The conduct of police is once again in sharp focus after Mthokozisi Ntumba was killed in Braamfontein earlier this month when police fired rubber bullets at a group of protesting students.


JOHANNESBURG - Amid growing calls for government to review the use of rubber bullets, the South African Human Rights Commission (SAHRC) is on Monday calling on the police service to come up with alternative crowd control measures.

The conduct of police is once again in sharp focus after Mthokozisi Ntumba was killed in Braamfontein earlier this month when police fired rubber bullets at a group of protesting students.

In August last year, 9-year-old Leo Williams died two weeks after he was shot in the head with a rubber bullet during a service delivery protest on the West Coast.

WATCH: Police brutality in South Africa: Are rubber bullets necessary?
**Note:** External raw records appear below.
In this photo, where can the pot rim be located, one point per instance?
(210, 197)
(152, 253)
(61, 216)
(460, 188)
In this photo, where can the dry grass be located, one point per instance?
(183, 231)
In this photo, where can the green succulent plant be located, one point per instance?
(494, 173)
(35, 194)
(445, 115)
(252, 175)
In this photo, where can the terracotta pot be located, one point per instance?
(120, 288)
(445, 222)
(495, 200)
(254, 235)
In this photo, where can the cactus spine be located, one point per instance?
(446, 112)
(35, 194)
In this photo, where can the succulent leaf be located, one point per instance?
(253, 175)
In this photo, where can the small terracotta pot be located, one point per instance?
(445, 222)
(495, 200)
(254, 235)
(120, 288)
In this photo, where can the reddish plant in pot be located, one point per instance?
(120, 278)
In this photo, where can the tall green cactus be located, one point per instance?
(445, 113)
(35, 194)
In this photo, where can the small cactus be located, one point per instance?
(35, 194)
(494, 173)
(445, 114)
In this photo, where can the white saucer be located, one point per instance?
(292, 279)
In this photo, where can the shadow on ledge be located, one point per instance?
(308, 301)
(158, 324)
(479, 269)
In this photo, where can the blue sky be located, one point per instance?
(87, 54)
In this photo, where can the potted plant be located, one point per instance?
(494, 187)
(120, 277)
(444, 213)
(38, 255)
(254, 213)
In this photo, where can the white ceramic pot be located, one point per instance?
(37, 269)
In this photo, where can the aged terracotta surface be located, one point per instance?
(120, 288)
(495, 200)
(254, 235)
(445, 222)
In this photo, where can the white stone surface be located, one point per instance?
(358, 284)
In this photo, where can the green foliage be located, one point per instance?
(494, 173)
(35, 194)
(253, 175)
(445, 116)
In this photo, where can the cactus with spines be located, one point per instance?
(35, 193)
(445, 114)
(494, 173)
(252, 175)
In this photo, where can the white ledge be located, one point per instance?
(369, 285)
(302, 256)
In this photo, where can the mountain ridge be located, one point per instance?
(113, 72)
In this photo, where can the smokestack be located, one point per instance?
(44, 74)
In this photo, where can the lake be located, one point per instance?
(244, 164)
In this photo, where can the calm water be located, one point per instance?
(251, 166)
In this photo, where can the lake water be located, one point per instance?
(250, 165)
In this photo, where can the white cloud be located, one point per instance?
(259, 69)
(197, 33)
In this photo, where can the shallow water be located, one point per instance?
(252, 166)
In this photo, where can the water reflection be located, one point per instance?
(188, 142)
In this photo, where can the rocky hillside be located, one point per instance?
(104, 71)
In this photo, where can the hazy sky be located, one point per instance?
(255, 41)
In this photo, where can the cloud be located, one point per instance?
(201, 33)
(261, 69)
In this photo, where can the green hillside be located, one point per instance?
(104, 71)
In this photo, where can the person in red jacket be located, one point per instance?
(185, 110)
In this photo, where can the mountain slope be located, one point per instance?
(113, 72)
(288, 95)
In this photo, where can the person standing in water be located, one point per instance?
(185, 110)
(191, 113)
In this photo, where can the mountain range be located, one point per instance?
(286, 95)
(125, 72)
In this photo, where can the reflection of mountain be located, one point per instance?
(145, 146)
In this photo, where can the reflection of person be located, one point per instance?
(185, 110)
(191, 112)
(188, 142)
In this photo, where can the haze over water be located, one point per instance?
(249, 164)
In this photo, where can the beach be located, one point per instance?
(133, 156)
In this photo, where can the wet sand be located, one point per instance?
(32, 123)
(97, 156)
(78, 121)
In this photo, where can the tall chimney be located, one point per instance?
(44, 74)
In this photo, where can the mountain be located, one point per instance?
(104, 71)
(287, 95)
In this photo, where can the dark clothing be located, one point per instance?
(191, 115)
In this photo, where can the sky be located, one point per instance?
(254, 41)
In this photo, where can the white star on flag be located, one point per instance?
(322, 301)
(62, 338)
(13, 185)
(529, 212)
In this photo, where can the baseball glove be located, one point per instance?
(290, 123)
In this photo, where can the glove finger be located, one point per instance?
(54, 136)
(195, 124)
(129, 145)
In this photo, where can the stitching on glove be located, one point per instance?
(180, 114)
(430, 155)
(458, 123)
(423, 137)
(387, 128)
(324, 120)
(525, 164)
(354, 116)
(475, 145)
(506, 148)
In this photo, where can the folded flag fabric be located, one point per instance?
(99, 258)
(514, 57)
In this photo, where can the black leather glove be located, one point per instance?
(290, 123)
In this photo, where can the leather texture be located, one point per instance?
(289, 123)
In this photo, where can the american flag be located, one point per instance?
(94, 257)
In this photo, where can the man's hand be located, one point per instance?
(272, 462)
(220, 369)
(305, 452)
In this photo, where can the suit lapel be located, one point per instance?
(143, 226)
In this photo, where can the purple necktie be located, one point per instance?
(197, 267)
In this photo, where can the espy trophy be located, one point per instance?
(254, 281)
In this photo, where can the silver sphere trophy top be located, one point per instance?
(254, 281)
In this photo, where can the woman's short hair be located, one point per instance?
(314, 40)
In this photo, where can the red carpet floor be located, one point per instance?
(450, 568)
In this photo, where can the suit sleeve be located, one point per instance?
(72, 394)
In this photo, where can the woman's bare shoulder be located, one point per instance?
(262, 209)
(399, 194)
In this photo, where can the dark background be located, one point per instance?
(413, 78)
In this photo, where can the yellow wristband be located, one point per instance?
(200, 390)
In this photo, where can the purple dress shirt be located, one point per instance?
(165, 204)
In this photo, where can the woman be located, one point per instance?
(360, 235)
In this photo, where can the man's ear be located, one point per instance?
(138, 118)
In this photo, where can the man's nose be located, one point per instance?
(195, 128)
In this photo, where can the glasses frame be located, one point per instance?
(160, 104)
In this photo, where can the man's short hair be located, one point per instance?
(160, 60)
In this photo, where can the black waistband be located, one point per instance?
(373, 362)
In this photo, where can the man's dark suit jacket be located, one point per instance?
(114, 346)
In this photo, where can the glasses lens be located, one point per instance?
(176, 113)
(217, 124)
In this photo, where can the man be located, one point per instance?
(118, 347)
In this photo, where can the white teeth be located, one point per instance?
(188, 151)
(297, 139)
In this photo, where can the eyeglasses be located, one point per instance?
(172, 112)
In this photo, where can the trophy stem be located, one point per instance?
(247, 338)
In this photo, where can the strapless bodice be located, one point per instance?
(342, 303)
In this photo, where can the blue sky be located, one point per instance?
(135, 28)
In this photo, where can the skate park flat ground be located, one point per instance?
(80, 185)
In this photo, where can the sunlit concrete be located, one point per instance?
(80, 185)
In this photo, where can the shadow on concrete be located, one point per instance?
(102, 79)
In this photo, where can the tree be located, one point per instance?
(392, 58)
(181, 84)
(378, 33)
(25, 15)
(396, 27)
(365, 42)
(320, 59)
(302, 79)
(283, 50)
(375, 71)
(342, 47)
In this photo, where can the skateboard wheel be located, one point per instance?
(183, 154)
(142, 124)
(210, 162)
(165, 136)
The SAHRC’s Chris Nissen said there were other ways to pacify the public, even in volatile situations.

“Last year, we did not train a single police officer, we were supposed to have trained 7,000 of them. So we will have to see how we find a way going forward but all and all with a few bad police, we have thousands and thousands of good SA police service officers"

This is how the year 2021 kicked off for the police service under the leadership of Minister Bheki Cele.

And three months down the line, the conduct of some of his officers is under the microscope and in some cases, it’s on the court roll.

“It has no grain of defence or explanation on it.... Somebody for me just went crazy.”

Cele was unable to explain the conduct of some of his officers in Braamfontein this month when they opened fire on protesting students.

Tragically, Ntumba - a young father - was killed while leaving a local clinic.

WATCH: ‘Defending police criticism is slowly becoming difficult’ - Bheki Cele

The South African Police Union's Acting General Secretary Peter Ntsime acknowledges that officers work under difficult circumstances - and most of the time - they're simply acting on government's instructions.

“Police officers don’t take these rubber bullets on their own, they are issued with them. We understand the outcry of the public, the question is what can be done? Because the police don’t have the capacity to deal with all the protesters in this country.”

Officers say the problem lied deeper than their response to unruly crowds.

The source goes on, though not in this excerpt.